- The Washington Times - Sunday, April 10, 2016

With little hope of catching Donald Trump, Ohio Gov, John Kasich is increasingly taking aim at Ted Cruz, hoping to unseat the Texas senator as establishment Republicans’ go-to alternative in the GOP presidential race.

Mr. Kasich recently labeled Mr. Cruz a “smear artist” in the wake of an ad attacking the Ohio governor in Wisconsin. Ahead of the April 19 New York primary, Mr. Kasich’s campaign also released several ads that specifically targeted Mr. Cruz, hitting the Texas Republican for his line in the run-up to the Iowa caucuses deriding Mr. Trump for embodying “New York values.”

“He’s trying to break up the Cruz narrative that the party is consolidating behind Cruz to defeat Trump,” said GOP strategist Ford O’Connell. “He wants to find a way to remain relevant, and when it comes convention time he can say ’wait a minute — I’m as viable an option as anyone else.’”

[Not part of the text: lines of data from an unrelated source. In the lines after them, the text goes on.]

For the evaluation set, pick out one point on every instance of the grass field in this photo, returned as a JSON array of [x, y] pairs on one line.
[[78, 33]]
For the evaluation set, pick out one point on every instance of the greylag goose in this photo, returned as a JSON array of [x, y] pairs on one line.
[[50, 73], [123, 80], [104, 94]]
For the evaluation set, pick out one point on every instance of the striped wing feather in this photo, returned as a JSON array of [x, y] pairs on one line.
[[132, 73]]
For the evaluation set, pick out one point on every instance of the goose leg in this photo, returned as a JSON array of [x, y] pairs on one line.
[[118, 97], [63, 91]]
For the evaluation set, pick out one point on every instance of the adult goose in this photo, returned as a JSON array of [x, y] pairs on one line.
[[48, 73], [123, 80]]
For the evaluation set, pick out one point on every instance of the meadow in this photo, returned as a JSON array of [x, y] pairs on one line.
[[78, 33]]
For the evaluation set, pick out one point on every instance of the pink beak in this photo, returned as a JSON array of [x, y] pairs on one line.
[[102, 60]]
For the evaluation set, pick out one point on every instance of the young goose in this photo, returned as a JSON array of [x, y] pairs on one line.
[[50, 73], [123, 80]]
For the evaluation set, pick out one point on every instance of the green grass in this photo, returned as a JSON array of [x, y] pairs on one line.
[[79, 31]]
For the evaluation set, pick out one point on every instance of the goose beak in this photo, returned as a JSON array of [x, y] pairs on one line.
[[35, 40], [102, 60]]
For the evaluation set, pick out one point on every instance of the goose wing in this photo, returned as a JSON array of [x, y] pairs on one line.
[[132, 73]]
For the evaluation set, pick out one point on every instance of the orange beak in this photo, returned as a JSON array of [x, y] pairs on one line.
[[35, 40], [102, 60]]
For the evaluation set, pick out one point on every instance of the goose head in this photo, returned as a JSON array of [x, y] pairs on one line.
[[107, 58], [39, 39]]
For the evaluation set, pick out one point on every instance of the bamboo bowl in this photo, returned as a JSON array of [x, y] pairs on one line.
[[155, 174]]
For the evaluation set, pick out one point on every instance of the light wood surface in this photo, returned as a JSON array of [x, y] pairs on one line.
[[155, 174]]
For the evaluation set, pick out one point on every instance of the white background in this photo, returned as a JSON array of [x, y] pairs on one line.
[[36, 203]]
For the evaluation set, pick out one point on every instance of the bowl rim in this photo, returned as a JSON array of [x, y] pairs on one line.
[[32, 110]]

The 95 Republican delegates in play in the New York primary represent the fourth-highest single-state total in the 2016 GOP race, and Mr. Trump has been leading by some 30 points in recent polls — and polling above 50 percent. A Fox News poll released Sunday had Mr. Trump at 54 percent, Mr. Kasich at 22 percent, and Mr. Cruz at 15 percent in the state.

The 50 percent mark is significant, because candidates win all three delegates up for grabs in each of the state’s 27 congressional districts if they win a majority of the vote in an individual district, and the remaining statewide delegates also become winner-take-all if a candidate wins an overall majority statewide.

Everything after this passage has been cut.